Will I be able to move freely?

The tube should not restrict your everyday activities. You can cover the tube with loose clothing.

What happens if I become unwell?

If you feel unwell and are unable to give yourself your feed, it is important to keep hydrated. Flush the tube regularly with water to prevent the tube blocking and to keep hydrated. Speak to your GP, nurse or dietitian if you are concerned.

How do I keep my mouth clean?

You will need to keep your mouth and teeth clean by brushing regularly. This is important even if you cannot eat and drink. A mouthwash and artificial saliva spray may help to keep your mouth moist. The speech and language therapist can guide you on this.

Who pays for the feeds?

If you are an NHS patient and registered with a GP, your local health authority will pay for the feeds.

What do I do if I experience any pain, discomfort or issues with my tube site? 

If you experience any pain or discomfort then stop any feed. Contact the community feeding team for further advice. Contact the community feeding team if the skin around the site becomes red and sore or if there is oozing or bleeding.
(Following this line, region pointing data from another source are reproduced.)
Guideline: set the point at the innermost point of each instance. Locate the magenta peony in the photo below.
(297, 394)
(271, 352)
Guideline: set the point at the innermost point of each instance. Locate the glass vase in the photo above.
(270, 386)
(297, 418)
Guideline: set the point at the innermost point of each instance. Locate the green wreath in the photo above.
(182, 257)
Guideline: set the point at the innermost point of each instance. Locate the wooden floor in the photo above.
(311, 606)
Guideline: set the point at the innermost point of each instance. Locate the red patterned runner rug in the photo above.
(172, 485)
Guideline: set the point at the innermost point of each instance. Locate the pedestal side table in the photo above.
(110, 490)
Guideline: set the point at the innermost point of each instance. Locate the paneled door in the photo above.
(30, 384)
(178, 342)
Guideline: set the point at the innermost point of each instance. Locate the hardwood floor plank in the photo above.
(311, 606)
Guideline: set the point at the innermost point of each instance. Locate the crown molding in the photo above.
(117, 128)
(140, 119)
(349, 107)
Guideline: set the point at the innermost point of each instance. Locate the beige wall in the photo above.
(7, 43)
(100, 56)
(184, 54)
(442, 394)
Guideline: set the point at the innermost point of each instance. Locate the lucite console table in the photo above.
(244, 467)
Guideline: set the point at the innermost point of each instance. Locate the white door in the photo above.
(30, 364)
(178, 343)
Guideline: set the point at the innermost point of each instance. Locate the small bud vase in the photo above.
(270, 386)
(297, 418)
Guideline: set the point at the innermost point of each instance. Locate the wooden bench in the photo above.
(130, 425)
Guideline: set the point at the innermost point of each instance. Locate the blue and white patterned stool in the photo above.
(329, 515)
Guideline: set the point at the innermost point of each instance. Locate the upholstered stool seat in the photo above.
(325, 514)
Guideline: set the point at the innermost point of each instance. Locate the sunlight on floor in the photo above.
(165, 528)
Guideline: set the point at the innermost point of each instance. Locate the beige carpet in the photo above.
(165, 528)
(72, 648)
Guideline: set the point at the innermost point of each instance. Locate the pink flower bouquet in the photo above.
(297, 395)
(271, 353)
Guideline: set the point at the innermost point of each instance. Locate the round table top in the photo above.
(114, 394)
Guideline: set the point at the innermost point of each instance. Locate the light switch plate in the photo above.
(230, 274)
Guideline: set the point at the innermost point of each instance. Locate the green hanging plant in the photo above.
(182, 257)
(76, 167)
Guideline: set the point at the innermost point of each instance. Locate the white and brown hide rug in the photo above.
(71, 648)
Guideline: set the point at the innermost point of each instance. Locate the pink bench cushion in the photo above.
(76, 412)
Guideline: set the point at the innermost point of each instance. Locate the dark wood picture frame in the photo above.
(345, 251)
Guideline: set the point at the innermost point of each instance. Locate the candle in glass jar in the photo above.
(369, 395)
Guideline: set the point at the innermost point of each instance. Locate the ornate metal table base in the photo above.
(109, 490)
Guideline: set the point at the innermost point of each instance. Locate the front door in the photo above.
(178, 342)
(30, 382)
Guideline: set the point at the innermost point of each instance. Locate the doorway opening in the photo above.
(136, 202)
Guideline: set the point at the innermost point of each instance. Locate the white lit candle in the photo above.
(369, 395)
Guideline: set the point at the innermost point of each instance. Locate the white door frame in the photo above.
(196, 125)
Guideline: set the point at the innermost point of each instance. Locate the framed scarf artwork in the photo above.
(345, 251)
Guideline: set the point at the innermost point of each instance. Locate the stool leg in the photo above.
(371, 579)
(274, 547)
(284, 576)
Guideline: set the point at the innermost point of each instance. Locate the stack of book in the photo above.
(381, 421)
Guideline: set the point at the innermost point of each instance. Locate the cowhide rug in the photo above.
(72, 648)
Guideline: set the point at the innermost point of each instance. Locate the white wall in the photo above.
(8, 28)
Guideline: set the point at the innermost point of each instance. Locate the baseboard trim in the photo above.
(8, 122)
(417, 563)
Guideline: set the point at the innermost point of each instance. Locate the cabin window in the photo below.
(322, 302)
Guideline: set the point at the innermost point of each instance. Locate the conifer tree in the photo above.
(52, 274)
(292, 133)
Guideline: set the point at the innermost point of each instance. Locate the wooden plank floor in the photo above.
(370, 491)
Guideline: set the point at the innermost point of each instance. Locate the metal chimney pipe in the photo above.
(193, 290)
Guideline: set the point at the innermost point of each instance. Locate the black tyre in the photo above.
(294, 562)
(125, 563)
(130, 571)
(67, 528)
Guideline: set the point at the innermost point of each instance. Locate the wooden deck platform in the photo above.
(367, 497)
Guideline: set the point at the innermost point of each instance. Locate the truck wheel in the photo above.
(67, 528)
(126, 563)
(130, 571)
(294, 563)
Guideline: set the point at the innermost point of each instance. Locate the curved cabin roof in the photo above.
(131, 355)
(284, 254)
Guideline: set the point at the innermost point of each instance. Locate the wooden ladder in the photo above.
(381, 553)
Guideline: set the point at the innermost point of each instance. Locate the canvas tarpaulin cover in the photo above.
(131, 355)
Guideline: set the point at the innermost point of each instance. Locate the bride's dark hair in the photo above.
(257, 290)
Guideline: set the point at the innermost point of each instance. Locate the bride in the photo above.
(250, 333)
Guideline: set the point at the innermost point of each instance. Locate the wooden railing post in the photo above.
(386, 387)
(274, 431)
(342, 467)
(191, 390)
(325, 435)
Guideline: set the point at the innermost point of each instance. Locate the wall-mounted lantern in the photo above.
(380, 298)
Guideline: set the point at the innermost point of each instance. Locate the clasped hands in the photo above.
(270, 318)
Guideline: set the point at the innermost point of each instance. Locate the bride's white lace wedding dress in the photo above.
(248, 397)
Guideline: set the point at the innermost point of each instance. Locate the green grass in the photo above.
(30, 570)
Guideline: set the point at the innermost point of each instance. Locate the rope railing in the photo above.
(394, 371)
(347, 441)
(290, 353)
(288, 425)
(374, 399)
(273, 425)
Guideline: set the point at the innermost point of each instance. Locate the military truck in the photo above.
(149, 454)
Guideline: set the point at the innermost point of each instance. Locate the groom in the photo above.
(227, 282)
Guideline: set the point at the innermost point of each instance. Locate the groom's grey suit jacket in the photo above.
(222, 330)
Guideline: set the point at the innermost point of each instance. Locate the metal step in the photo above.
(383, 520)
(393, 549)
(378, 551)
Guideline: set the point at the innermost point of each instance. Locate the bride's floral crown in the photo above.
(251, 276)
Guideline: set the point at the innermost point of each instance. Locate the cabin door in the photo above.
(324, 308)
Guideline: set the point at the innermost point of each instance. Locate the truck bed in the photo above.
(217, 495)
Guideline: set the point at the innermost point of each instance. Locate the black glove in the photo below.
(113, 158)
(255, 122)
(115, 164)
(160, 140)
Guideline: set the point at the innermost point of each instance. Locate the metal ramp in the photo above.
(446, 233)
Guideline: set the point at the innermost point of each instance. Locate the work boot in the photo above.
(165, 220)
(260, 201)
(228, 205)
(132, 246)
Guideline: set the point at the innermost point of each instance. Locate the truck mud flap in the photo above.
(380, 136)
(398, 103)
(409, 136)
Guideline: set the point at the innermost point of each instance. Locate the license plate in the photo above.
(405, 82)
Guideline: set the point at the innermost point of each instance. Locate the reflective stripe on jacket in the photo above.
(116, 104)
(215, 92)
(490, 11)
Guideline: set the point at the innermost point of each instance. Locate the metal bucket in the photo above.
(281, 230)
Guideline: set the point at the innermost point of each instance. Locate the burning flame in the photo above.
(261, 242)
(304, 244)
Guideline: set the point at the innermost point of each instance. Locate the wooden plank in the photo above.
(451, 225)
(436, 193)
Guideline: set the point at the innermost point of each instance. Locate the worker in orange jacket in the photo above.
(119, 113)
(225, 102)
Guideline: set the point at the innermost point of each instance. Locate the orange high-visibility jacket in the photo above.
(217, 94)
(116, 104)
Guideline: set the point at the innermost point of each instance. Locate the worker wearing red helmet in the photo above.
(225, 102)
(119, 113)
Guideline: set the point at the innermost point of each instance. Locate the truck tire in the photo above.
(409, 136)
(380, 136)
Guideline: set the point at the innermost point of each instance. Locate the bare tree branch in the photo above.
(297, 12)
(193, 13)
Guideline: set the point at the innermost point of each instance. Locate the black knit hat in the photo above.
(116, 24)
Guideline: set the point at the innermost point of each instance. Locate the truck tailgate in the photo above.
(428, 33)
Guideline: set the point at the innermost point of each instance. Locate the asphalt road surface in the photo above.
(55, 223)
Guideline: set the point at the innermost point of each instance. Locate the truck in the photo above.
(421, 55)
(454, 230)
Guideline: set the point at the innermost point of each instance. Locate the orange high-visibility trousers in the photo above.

• Arvanitakis, M., Gkolfakis, P., Despott, E., Ballarin, A., Beyna, T., Boeykens, K., Elbe, P., Gisbertz, I., Hoyois, A., Mosteanu, O., Sanders, D., Schmidt, P., Schneider, S. and van Hooft, J., 2020. Endoscopic management of enteral tubes in adult patients – Part 1: Definitions and indications. European Society of Gastrointestinal Endoscopy (ESGE) Guideline. Endoscopy, 53(01), pp.81-92.
• Gkolfakis, P., Arvanitakis, M., Despott, E., Ballarin, A., Beyna, T., Boeykens, K., Elbe, P., Gisbertz, I., Hoyois, A., Mosteanu, O., Sanders, D., Schmidt, P., Schneider, S. and van Hooft, J., 2020. Endoscopic management of enteral tubes in adult patients – Part 2: Peri- and post-procedural management. European Society of Gastrointestinal Endoscopy (ESGE) Guideline. Endoscopy, 53(02), pp.178-195.
• Nutricia Homeward (2021) Balloon Gastrostomy Tube Advice.
• Potack, Z. and Chokhavatia, S., 2008. Complications and controversies associated with Percutaneous Endoscopic Gastronomy. Report of a Case and Literature Review. The Medscape Journal of Medicine, 10(6), pp. 142.
• Toussaint, E., Van Gossum, A., Ballarin, A. and Arvanitakis, M., 2015. Enteral access in adults. Clinical Nutrition, 34(3),pp. 350-358.